The UN convention on the rights of the child is almost 30 years old, but this is clearly a time of increasing danger for children. Many hon. Members have mentioned that children are becoming part of the very mechanisms of war, and are targeted by state and non-state actors. It is a huge worry to us all not only that chemical weapons are coming back to countries such as Syria—as the hon. Member for Berwickshire, Roxburgh and Selkirk (John Lamont) said—but that children, whom we have always tried to protect in war, are becoming part of the target. We should be extremely worried about that and use our international influence to maintain international norms and standards. If children are becoming a routine part of conflict and the target of weapons, the fabric of international society and conventions is fundamentally damaged. We must be very afraid of that.
My hon. Friend the Member for Dundee West movingly showed us four photographs, which stick in our minds and resonate. I went recently to an exhibition of photographs by Antonio Olmos and Young Lens Syria at Anderston Kelvingrove church in my constituency—they showed the journey of Syrian refugees from their home countries to Europe. It strikes me that families in conflicts make decisions, not choices—there really is no choice in such situations. They want to keep their family and children together if they can, and keep their children safe by all means possible. It has often been said that people will not put their child on a boat in the sea unless it is more dangerous than staying on land. That is the non-choice and the decision that families make every single day. We will continue to see that until their countries are safe.

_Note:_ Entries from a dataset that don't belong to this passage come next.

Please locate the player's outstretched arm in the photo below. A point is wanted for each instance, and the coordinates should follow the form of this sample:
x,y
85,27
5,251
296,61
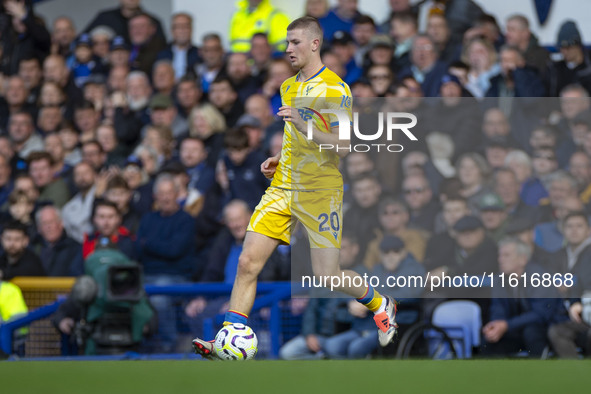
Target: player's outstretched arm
x,y
269,166
292,115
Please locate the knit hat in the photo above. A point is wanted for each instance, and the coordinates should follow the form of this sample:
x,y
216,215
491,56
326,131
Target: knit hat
x,y
568,35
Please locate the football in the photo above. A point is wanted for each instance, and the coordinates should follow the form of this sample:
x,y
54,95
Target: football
x,y
236,342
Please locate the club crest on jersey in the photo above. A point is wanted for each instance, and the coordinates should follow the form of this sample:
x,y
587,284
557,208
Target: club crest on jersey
x,y
308,113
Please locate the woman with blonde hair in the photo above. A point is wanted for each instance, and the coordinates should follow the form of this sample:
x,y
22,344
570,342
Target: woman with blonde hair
x,y
473,172
482,58
209,125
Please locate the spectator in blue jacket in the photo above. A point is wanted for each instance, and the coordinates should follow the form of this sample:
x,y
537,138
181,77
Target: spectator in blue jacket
x,y
340,17
325,315
425,66
516,78
181,51
165,248
60,254
519,316
238,172
361,340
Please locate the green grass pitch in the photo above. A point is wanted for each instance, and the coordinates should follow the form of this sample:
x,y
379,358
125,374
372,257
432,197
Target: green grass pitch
x,y
302,377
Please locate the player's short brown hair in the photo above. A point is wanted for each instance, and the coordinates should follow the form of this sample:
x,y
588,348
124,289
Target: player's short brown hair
x,y
309,24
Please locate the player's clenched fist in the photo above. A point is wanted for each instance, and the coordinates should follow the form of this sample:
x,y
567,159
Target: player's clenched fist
x,y
269,166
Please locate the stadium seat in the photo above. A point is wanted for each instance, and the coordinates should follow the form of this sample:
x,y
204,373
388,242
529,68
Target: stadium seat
x,y
461,321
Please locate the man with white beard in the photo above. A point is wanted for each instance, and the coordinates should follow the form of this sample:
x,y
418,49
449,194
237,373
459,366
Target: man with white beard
x,y
131,108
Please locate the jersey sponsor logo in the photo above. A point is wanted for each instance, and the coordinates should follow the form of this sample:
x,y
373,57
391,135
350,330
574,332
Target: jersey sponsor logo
x,y
346,101
308,113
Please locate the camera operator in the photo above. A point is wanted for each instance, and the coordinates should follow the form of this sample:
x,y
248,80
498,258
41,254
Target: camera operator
x,y
21,34
106,218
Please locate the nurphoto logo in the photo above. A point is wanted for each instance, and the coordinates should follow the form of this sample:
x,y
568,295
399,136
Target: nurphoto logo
x,y
392,124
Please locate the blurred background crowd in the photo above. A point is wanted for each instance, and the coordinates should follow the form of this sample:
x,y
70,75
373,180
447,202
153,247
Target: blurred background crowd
x,y
112,131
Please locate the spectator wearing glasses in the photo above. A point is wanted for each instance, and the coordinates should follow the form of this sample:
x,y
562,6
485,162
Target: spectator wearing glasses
x,y
393,217
473,171
425,65
519,316
403,29
519,35
213,60
361,340
440,248
575,66
419,197
363,212
181,51
381,79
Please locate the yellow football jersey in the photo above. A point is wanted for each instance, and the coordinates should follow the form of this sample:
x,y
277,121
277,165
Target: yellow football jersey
x,y
303,166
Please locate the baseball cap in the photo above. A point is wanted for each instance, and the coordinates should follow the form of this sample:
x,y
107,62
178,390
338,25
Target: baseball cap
x,y
160,101
468,223
249,120
173,167
519,225
568,35
95,79
450,78
341,37
119,43
381,41
133,160
84,39
491,202
391,242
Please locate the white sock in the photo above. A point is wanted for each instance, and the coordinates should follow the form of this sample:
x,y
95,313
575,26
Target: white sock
x,y
382,307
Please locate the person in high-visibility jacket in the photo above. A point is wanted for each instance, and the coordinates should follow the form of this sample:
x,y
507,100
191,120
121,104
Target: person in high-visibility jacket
x,y
257,16
12,303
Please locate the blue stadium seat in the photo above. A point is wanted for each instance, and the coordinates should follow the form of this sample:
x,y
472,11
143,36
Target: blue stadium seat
x,y
462,322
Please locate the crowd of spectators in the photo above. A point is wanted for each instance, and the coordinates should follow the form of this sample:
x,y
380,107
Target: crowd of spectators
x,y
107,130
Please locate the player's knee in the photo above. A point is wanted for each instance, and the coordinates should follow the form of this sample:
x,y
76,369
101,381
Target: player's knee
x,y
247,266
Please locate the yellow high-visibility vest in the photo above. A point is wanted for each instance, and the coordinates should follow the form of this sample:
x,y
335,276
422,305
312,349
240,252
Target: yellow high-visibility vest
x,y
263,19
12,303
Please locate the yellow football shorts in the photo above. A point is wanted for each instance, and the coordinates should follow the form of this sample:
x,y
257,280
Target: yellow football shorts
x,y
319,211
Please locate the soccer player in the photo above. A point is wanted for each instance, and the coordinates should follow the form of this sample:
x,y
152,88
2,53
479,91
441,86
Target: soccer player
x,y
307,186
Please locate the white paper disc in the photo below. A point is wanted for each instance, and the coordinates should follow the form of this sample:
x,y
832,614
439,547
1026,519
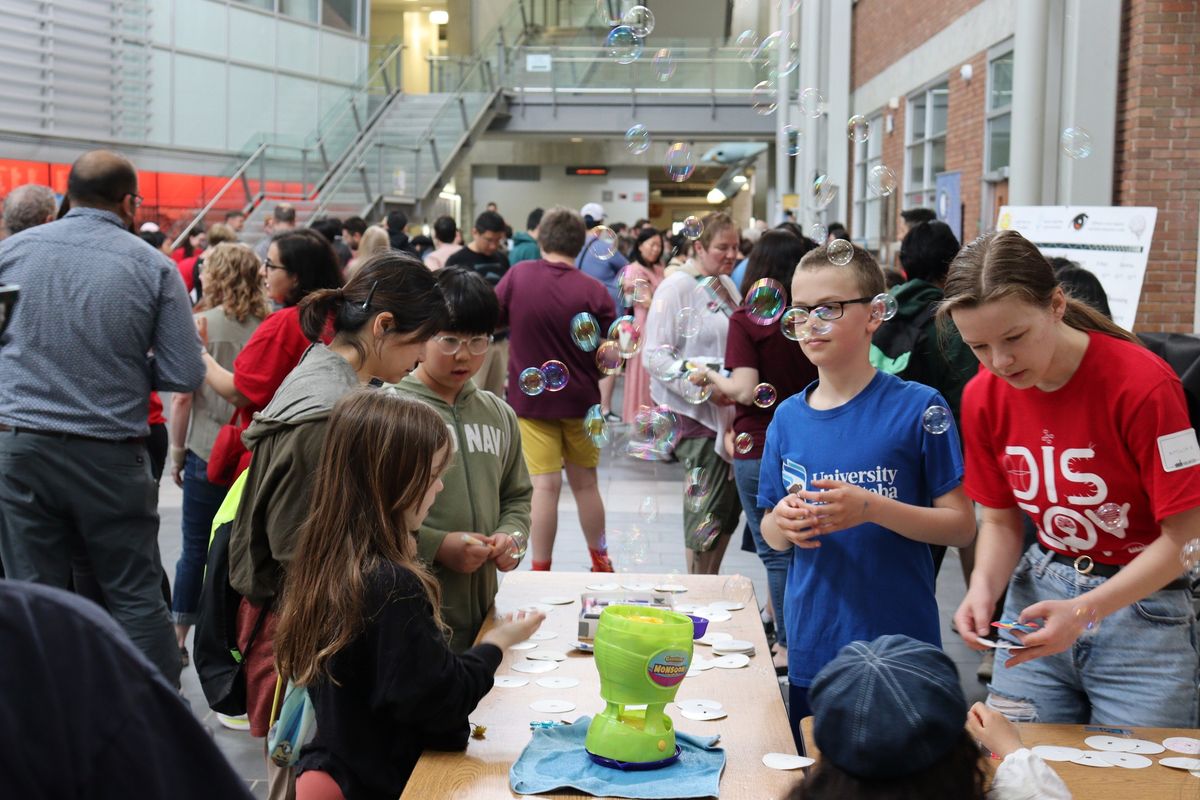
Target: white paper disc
x,y
786,761
552,707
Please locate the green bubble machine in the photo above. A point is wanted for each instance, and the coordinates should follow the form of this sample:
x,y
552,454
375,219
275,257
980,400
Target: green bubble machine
x,y
642,655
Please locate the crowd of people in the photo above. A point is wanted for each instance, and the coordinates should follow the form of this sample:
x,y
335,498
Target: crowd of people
x,y
357,407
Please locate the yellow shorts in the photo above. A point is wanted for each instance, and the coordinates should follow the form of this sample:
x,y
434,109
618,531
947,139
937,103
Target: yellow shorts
x,y
549,444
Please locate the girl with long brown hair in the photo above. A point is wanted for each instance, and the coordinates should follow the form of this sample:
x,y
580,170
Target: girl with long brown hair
x,y
1086,432
359,621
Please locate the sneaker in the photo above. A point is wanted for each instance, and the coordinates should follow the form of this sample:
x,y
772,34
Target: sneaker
x,y
240,722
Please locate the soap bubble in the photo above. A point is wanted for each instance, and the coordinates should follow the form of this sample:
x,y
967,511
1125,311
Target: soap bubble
x,y
604,246
532,382
597,427
858,128
765,395
763,97
640,19
1077,143
738,589
663,362
936,419
881,180
679,163
823,192
885,306
609,358
623,44
688,322
664,64
765,301
811,103
556,374
637,139
840,252
585,331
695,488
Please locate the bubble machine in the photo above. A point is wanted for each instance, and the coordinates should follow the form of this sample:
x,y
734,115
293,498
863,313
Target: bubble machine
x,y
642,655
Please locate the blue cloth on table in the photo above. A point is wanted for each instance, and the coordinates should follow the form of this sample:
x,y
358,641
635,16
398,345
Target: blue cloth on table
x,y
555,758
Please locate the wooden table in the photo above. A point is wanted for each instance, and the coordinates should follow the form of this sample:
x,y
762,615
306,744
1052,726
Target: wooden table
x,y
756,721
1153,782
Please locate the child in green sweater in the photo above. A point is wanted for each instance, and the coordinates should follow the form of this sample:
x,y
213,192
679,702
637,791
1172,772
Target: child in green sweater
x,y
468,533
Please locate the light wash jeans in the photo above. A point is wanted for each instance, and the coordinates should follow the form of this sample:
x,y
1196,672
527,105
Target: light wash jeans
x,y
1139,668
745,475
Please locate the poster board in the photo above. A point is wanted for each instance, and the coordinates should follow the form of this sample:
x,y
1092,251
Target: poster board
x,y
1109,241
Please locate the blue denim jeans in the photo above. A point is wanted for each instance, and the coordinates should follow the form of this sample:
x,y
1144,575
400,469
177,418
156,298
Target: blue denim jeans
x,y
1139,668
745,475
201,503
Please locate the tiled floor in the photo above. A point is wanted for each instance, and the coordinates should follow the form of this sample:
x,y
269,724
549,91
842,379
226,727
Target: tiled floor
x,y
624,483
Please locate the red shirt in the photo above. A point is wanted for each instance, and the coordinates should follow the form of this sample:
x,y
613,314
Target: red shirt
x,y
538,300
779,362
1113,444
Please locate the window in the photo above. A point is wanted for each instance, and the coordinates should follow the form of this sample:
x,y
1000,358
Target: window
x,y
1000,114
928,114
868,205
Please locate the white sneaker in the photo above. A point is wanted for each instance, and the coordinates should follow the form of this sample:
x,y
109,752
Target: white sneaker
x,y
240,722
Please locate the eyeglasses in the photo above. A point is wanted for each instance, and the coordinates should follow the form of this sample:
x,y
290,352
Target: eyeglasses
x,y
451,344
826,312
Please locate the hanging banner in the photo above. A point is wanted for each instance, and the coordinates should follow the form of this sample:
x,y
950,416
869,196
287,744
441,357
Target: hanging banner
x,y
1110,241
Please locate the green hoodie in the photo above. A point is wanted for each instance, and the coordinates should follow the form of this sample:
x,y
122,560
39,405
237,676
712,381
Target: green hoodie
x,y
487,491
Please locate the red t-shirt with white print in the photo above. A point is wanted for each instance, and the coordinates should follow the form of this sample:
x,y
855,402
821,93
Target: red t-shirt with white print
x,y
1097,463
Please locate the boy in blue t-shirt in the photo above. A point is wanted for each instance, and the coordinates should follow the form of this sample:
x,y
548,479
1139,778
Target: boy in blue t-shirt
x,y
857,483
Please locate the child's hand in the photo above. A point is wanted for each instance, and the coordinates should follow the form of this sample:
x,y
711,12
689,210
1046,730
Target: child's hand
x,y
463,552
843,505
795,518
993,731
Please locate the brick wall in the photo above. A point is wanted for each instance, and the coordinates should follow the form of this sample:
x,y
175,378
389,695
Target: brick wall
x,y
1158,149
885,30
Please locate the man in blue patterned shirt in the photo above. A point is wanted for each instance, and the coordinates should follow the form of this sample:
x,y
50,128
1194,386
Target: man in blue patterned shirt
x,y
103,319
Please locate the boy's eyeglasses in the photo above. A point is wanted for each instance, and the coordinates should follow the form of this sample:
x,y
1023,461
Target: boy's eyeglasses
x,y
826,312
451,344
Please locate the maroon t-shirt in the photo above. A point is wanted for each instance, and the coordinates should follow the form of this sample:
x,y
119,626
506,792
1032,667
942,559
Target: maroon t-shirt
x,y
538,300
779,362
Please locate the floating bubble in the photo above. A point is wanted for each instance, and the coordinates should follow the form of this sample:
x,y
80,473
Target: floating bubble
x,y
695,488
532,382
881,180
765,301
811,103
604,246
763,97
623,44
597,427
688,322
823,192
637,139
840,252
585,331
557,376
640,19
936,419
765,395
1077,143
664,64
885,306
858,128
679,163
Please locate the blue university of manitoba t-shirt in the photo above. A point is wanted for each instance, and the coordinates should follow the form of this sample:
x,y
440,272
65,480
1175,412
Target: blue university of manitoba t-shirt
x,y
867,581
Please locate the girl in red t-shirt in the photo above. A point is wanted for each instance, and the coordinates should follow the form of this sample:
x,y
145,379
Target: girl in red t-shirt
x,y
1079,427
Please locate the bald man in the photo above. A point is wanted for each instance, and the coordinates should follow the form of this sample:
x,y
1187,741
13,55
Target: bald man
x,y
103,319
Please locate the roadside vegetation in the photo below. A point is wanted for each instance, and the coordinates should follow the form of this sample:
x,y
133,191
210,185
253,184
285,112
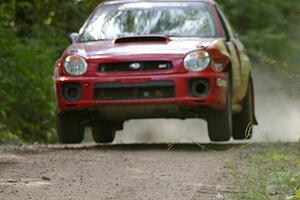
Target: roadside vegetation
x,y
33,35
270,172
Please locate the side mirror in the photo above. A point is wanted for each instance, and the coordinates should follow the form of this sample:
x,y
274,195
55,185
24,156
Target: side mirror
x,y
74,37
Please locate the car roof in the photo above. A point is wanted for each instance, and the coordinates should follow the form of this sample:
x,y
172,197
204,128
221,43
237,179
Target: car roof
x,y
130,1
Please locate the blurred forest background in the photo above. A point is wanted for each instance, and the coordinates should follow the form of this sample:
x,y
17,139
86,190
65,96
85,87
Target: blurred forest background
x,y
34,33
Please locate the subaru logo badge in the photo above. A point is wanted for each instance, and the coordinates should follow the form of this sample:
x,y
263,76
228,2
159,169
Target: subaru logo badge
x,y
135,66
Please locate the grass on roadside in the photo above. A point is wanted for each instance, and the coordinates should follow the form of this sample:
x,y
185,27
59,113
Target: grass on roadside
x,y
271,174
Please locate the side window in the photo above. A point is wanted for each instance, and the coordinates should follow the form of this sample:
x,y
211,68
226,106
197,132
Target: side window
x,y
225,25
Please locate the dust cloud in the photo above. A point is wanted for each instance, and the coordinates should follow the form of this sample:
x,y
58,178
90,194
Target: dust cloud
x,y
277,112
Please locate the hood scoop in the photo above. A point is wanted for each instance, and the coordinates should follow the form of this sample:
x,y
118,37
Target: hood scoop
x,y
140,39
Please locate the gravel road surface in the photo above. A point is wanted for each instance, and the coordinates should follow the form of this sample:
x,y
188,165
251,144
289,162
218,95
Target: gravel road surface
x,y
117,172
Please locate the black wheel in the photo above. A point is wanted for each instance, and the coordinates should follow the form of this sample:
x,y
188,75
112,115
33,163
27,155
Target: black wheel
x,y
220,122
69,128
104,133
243,121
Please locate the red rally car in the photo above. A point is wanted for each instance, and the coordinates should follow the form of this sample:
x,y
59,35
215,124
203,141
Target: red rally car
x,y
137,59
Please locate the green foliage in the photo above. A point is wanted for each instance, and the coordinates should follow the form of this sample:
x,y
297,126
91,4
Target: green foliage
x,y
33,35
272,175
270,29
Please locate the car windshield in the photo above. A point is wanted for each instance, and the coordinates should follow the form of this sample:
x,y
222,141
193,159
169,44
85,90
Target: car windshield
x,y
178,19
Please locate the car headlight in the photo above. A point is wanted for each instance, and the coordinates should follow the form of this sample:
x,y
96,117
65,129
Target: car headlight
x,y
197,61
75,65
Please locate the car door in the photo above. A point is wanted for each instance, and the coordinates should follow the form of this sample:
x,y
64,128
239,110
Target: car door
x,y
239,60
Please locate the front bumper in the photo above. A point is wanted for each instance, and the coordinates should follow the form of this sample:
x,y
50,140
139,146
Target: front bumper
x,y
215,98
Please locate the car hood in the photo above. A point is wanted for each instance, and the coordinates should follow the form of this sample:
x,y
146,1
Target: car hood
x,y
100,49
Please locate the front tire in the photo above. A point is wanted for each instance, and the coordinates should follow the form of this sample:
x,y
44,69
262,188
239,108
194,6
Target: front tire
x,y
243,121
220,122
69,128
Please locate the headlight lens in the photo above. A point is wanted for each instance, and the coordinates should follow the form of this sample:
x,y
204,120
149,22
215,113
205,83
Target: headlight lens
x,y
75,65
197,61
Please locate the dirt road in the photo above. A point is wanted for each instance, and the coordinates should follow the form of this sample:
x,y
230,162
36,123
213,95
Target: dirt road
x,y
117,172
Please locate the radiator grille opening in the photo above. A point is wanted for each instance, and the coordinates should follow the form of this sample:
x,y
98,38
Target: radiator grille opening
x,y
135,66
149,90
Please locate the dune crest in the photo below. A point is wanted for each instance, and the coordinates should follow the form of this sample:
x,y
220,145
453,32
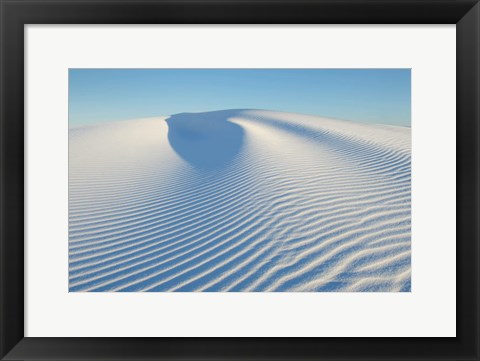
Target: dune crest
x,y
239,200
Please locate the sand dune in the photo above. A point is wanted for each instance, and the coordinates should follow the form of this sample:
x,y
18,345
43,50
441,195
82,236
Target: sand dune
x,y
239,200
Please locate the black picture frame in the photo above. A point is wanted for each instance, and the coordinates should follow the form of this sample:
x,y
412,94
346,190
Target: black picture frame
x,y
15,14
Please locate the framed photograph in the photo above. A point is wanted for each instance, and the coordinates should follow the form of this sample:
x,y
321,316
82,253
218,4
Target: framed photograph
x,y
239,180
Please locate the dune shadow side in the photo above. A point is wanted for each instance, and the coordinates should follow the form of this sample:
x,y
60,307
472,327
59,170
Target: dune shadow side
x,y
207,141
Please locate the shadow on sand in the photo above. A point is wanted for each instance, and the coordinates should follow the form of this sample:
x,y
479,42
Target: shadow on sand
x,y
208,141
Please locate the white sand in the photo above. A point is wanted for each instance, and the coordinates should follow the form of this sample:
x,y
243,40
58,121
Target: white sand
x,y
239,200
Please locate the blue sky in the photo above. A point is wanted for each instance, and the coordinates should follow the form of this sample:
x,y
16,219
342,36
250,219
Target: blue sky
x,y
366,95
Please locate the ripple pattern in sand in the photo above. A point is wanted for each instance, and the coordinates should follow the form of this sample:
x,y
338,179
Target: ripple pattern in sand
x,y
293,203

We must also bear in mind our responsibilities when those children reach Europe and the UK. Organisations I have spoken to in my constituency have taken in child refugees who are on their own, and tried to support them and give them the counselling that we can perhaps better offer than their home countries—we have the professional expertise and the counsellors who can do that. There is barely any counsellor in some countries, never mind one for all the children who need one. What those organisations cannot offer, but the Government can, is certainty for those young people. They do not know how long they will be here, whether they have a future here, or whether or when they will be sent back to a country where they feel unsafe, and where they might have seen their families killed, as the hon. Member for Beckenham mentioned. We must do all we can to ensure that the young people that we as a country take into our care feel safe, that they do not feel that they cannot put down roots here, so that they can start to heal from their traumatic experiences. If they cannot do that, they will not be able to fully engage with the services that are trying to help them and will continue to feel unsafe.
I thank everybody who has spoken in the debate and look forward to hearing what the Minister will do. We have a responsibility to children all around the world. They are not somebody else’s children. They are the world’s children—they are our children. We must do all that we would do for our own children to ensure that they stay safe and get all the rights that we expect for our own.